Letters to the Editor
View(s):A fish market more respectable than this motley crowd
Much has been said and written about the shameful behaviour of our politicians in the Parliament. It was shocking that even the usually well behaved gentleman Prime Minister too stooped to shouting slogans in the highest echelon of our nation.
This has been going on for ages. But is anything going to be done about it? Why is it so difficult to impart some common sense into the members of Parliament. They are not only setting a bad example to others in country, eg the children, but now, with everything being televised world over, they are shaming our country‘s image.

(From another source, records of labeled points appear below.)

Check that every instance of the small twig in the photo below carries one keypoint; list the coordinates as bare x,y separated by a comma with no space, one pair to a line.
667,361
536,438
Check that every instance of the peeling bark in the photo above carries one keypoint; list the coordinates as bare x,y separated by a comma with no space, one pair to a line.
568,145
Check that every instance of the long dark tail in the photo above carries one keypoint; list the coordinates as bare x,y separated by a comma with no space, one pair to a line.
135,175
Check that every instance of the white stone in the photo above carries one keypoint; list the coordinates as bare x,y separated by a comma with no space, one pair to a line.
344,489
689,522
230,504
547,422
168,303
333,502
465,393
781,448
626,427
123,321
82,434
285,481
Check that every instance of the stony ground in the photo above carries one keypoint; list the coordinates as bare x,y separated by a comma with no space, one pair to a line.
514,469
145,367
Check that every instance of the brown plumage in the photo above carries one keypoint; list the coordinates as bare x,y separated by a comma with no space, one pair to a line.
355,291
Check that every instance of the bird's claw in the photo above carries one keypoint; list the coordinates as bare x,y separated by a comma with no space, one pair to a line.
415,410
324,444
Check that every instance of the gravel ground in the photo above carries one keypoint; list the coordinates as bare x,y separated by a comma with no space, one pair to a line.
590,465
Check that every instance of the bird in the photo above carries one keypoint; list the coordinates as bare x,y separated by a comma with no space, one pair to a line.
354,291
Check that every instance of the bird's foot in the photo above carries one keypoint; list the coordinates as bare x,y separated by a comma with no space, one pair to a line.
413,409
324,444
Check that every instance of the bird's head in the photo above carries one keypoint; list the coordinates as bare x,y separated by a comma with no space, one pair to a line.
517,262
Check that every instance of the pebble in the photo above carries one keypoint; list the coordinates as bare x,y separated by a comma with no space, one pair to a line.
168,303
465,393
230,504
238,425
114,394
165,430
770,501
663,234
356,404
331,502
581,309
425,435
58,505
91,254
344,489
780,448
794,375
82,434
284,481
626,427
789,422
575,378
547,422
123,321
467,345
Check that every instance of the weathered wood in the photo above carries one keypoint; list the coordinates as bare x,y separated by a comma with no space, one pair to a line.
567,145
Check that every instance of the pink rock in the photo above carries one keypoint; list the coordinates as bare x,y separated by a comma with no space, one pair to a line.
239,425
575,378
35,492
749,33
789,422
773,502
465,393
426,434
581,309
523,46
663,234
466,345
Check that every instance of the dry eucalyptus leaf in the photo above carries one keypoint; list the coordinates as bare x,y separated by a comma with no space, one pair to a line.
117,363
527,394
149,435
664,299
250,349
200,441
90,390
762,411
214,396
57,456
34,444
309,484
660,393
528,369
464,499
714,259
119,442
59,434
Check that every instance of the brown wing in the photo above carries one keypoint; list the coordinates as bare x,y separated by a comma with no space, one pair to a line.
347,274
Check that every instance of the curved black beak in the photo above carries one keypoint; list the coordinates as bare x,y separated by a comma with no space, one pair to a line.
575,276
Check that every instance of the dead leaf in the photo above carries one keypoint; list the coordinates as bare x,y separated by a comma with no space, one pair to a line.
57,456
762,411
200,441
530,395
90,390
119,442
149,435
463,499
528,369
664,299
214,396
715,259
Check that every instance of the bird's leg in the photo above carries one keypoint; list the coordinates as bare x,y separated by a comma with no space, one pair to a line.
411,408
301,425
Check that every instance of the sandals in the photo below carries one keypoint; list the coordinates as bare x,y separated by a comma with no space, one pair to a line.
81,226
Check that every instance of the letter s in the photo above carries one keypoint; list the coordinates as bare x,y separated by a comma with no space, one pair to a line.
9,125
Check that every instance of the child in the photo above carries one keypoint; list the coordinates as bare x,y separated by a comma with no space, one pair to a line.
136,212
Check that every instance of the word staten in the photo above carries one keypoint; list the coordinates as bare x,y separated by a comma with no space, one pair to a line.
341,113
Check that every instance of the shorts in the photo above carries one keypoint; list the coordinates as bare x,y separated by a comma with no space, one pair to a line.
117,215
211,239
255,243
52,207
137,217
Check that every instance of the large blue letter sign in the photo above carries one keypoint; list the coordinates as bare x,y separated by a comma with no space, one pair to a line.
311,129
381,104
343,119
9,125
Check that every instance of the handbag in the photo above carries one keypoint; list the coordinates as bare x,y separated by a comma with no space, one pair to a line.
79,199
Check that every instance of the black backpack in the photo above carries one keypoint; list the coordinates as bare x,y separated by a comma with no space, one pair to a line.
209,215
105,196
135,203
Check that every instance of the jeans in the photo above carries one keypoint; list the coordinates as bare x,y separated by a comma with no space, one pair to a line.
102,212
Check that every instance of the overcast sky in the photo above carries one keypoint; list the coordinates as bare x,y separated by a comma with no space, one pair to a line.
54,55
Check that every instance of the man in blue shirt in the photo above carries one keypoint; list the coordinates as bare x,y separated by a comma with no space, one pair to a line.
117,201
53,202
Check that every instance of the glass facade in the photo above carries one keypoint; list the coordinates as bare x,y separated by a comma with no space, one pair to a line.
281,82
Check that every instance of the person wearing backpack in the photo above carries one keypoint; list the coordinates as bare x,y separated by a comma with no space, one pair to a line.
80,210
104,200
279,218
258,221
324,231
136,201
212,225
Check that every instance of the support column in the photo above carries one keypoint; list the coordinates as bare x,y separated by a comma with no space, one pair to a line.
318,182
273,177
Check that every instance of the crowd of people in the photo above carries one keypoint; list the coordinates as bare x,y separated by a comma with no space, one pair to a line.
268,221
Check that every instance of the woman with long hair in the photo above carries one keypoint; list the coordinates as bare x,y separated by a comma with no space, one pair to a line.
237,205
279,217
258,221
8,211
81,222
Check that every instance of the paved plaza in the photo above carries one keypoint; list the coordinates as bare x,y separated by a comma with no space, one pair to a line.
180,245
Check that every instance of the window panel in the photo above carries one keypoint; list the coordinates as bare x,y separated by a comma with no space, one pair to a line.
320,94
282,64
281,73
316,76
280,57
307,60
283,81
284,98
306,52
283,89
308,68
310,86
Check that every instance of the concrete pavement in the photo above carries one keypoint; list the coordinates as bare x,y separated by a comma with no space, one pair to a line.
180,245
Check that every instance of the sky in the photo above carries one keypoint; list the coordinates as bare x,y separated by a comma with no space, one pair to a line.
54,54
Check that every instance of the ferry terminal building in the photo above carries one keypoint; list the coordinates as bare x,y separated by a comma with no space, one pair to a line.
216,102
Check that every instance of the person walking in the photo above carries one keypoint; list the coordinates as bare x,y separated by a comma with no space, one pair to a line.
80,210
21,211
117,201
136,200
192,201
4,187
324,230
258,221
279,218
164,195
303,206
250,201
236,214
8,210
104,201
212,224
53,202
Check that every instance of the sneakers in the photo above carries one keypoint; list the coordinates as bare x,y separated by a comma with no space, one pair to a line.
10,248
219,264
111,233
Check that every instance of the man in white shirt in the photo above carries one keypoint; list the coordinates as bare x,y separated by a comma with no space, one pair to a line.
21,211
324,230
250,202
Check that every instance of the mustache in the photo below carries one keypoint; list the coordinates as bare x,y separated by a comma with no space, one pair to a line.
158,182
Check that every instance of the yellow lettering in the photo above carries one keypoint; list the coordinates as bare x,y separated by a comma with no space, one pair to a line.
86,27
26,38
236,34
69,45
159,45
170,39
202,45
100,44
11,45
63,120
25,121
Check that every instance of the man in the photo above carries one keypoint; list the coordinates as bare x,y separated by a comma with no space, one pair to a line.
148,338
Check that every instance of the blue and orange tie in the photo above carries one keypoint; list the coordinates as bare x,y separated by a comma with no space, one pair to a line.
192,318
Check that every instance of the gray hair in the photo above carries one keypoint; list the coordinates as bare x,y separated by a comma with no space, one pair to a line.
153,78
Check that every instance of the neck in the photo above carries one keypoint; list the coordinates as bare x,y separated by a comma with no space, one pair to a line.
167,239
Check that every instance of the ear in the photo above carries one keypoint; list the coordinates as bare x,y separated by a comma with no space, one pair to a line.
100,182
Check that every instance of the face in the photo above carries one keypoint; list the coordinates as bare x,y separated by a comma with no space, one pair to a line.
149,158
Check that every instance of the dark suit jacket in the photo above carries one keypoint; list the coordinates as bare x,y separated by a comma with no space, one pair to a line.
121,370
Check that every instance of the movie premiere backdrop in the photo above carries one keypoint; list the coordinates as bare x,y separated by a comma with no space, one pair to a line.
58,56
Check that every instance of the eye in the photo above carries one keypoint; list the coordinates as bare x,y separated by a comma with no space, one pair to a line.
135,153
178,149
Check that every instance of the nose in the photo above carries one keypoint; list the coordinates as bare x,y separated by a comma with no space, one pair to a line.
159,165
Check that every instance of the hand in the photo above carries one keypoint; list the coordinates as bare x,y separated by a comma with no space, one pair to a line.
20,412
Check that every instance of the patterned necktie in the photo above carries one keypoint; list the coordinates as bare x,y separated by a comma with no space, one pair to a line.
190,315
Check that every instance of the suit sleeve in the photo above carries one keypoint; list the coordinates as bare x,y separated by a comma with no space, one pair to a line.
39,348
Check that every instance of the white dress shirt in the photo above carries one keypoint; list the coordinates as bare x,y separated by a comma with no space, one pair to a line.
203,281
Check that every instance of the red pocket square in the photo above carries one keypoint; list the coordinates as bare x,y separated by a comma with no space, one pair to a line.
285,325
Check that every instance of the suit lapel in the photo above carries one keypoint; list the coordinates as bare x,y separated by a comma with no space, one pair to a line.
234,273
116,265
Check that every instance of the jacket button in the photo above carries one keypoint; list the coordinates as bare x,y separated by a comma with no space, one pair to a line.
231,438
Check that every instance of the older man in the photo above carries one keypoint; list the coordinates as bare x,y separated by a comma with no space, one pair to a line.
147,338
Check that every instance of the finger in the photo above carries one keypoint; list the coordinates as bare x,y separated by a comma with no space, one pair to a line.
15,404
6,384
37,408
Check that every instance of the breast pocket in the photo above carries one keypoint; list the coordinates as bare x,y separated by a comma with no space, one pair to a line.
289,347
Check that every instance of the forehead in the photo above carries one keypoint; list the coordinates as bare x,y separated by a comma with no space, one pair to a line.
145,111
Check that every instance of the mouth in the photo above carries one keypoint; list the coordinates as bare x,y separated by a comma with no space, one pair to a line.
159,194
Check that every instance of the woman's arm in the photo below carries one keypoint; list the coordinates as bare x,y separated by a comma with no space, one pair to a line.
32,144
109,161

Yet, we the citizens too, watch aghast, but do little to stop it. Surely it is not impossible to pass a ruling in Parliament that if anyone behaves in an unbecoming way that he/she should be expelled by the Speaker? According to Wikipedia “The Speaker presides over the House’s debates, determining which members may speak. The Speaker is also responsible for maintaining order during debate, and may punish members who break the rules of the House”.
So Mr. Speaker, why aren’t you doing your duty? Are you afraid to abide by the rules of the country and exert your authority? If you cannot do your duty you must resign and leave the way open for a stronger personality to take over. It is disgusting to watch the Speaker looking on helplessly. And to think that not a single person in that shameful crowd has the guts to speak up to stop the hooliganism. Decent citizens feel the shame in the pit of their stomach that these are the so-called rulers and law-makers of our blessed country. Thumping tables, shouting while another is speaking and getting into fisticuffs – even a fish market is more respectable than this motley crowd.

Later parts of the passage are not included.